Strafamt und Polizei haben wieder zugeschlagen und zwei Spiellokale zugesperrt. Dabei ging den Beamten auch ein „U-Boot“ ins Netz.

Die Pokerspieler müssen sich ein neues Lokal suchen. (Symbolfoto)
© dpa

Von Thomas Hörmann

Innsbruck –Es müssen nicht immer Spielautomaten sein: Pokertische waren am Montagabend bei einer Polizei-Razzia der Grund für die Schließung eines Innsbrucker Lokals. „Weil für das Betreiben von Pokertischen eine Genehmigung erforderlich ist, die in dem Fall nicht vorlag“, erklärt Florian Greil, Leiter des Innsbrucker Strafamtes, das die Amtshandlung mit Unterstützung der PI Flughafen durchführte.

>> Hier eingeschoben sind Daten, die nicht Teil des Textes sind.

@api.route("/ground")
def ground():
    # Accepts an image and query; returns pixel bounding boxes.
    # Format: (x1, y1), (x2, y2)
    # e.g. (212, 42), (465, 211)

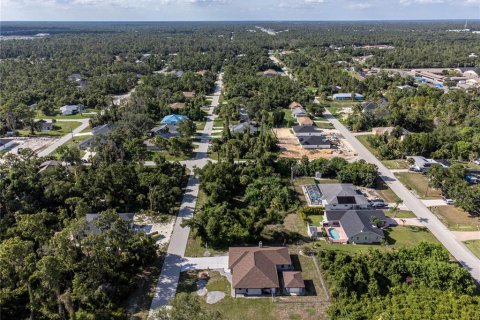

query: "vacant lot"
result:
(395, 172), (442, 199)
(430, 206), (480, 231)
(314, 226), (439, 253)
(465, 240), (480, 259)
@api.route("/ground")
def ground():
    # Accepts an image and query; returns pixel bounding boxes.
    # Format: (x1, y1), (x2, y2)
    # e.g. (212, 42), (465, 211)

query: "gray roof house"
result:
(150, 124), (180, 139)
(323, 210), (386, 244)
(84, 213), (135, 235)
(318, 183), (370, 210)
(292, 108), (307, 118)
(292, 126), (322, 137)
(230, 122), (258, 134)
(298, 135), (332, 149)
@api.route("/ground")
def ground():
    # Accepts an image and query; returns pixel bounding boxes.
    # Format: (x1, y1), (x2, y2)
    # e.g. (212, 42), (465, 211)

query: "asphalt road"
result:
(325, 111), (480, 283)
(148, 74), (223, 319)
(38, 119), (90, 157)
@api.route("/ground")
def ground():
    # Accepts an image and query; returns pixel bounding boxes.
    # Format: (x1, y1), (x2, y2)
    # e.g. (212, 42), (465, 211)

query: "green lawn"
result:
(18, 121), (82, 136)
(395, 172), (442, 199)
(465, 240), (480, 259)
(430, 206), (480, 231)
(313, 226), (439, 253)
(382, 159), (410, 169)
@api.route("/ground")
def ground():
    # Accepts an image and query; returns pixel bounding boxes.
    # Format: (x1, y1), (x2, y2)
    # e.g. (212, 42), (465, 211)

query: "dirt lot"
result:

Schauplatz der Kontrolle war ein Lokal im Westen von Innsbruck, das schon einmal vor etwa neun Monaten von der Behörde geschlossen werden musste. Damals waren verbotene Spielautomaten der Auslöser. Die fehlten zwar diesmal, aber die Pokertische führten zum gleichen Ergebnis: Die Beamten versiegelten das Lokal und tauschten die Schlösser aus.

In der vergangenen Woche war eine Bar in der Kranebitter Allee an der Reihe: Dort entdeckten die Beamten des Strafamtes in einem Hinterzimmer vier Glücksspiel­automaten. Da der Betreiber bereits bei einer früheren Kontrolle verwarnt worden war, sperrten die Polizisten diesmal den Betrieb zu.

Weiters konnten die Beamten bei den Kontrollen am Montagabend einen Mann festnehmen, der seit Jahren als „U-Boot“ in Tirol agiert. Der Lkw-Fahrer wies sich mit bulgarischen Papieren aus. Allerdings erinnerte sich Polizeijurist Anton Hörhager, den Mann bereits vor zehn Jahren wegen mehrerer Einbrüche festgenommen zu haben. Und damals war der Lkw-Lenker noch Georgier. Tatsächlich erwiesen sich seine Papiere als gefälscht. Wie die Ermittlungen weiters ergaben, hielt sich der Georgier jahrelang illegal in Tirol auf.